Fall 3:Kein Auftrag trotz Wissensvorsprungs
Sachverhalt:
Die Stadt V möchte ihren Flughafen ausbauen und beauftragt die Anlagenbau GmbH mit der Ausschreibung eines ersten Bauabschnittes. Vor Submission besichtigte einer der Bieter, die Großbau GmbH, den betroffenen Teil des Flughafens in Begleitung eines Vertreters der Anlagenbau GmbH sowie eines Vertreters der auf einem Teil des Flugplatzes ansässigen Bundeswehr. Letzterer erklärte, dass eine bestimmte Erdaufschüttung im Rahmen der Bauarbeiten zur Errichtung der Befeuerungsanlagen beseitigt werde und die Kosten hierfür nicht in das Angebot einzubeziehen seien. Die Auftraggeberin und der Mitbieter, die Grundbau GmbH, wurden vom Ergebnis der Besichtigung nicht informiert. Bei Submission stellte sich heraus, dass das Angebot der Grundbau GmbH i. H. v. 1.200.000 € auch die Beseitigung der Erdaufschüttung umfasste, das Angebot der Großbau GmbH i. H. v. 1.050.000 € hingegen nicht.

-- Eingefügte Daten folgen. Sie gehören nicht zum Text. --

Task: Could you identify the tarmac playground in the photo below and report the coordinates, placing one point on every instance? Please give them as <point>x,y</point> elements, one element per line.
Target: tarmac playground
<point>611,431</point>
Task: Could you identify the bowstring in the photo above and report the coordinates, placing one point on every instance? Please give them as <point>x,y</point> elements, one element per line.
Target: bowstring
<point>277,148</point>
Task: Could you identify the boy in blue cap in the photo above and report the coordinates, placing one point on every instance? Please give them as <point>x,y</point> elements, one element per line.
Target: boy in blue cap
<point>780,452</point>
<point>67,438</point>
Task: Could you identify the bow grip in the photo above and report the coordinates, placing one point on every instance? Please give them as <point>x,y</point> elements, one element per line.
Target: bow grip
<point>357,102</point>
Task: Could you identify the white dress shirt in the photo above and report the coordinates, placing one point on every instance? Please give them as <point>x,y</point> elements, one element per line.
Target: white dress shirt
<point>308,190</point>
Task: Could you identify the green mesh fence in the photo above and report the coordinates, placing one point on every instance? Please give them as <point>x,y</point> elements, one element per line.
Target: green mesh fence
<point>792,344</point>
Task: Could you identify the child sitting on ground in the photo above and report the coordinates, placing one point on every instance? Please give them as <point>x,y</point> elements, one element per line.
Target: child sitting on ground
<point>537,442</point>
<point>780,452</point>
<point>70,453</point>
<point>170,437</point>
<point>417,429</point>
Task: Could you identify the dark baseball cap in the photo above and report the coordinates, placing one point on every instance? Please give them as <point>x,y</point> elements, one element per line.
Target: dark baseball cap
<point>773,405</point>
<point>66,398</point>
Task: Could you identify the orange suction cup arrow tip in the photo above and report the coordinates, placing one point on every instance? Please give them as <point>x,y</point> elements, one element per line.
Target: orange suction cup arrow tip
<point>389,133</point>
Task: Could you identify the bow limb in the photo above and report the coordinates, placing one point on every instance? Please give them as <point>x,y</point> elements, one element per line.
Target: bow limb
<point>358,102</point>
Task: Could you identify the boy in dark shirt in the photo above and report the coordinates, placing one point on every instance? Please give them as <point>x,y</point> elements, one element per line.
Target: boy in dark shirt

Daraufhin wurde entschieden, beide Angebote ohne die besagte Position zu werten, was dazu führte, dass nun das Angebot der Grundbau GmbH preisgünstiger war und schließlich den Zuschlag erhielt. Die Großbau GmbH beantragte hiergegen ein Nachprüfungsverfahren. Ist dieses begründet?
Lösung:
Die hier erteilte Auskunft bzgl. der Erdaufschüttung ist eine wichtige Aufklärung, da sie den Leistungsumfang bestimmt und somit unerlässliche Kalkulationsgrundlage ist. Sie hätte somit auch der Grundbau GmbH unverzüglich mitgeteilt werden müssen. Das Unterlassen dieser Mitteilung stellt zugleich einen Verstoß gegen das Diskriminierungsverbot dar, denn die Grundbau GmbH verfügte nicht über die gleichen Informationen für die Angebotserstellung. Auch die anschließende Herausnahme der betreffenden Position war unzulässig, da die Angebote im Rahmen der Angebotswertung mit ihren Inhalten verbindlich sind. Sie stellen eine Willenserklärung i. S. von § 145 BGB dar. Die Vergabe war somit in mehrfacher Hinsicht rechtswidrig. Der Antrag erweist sich als begründet.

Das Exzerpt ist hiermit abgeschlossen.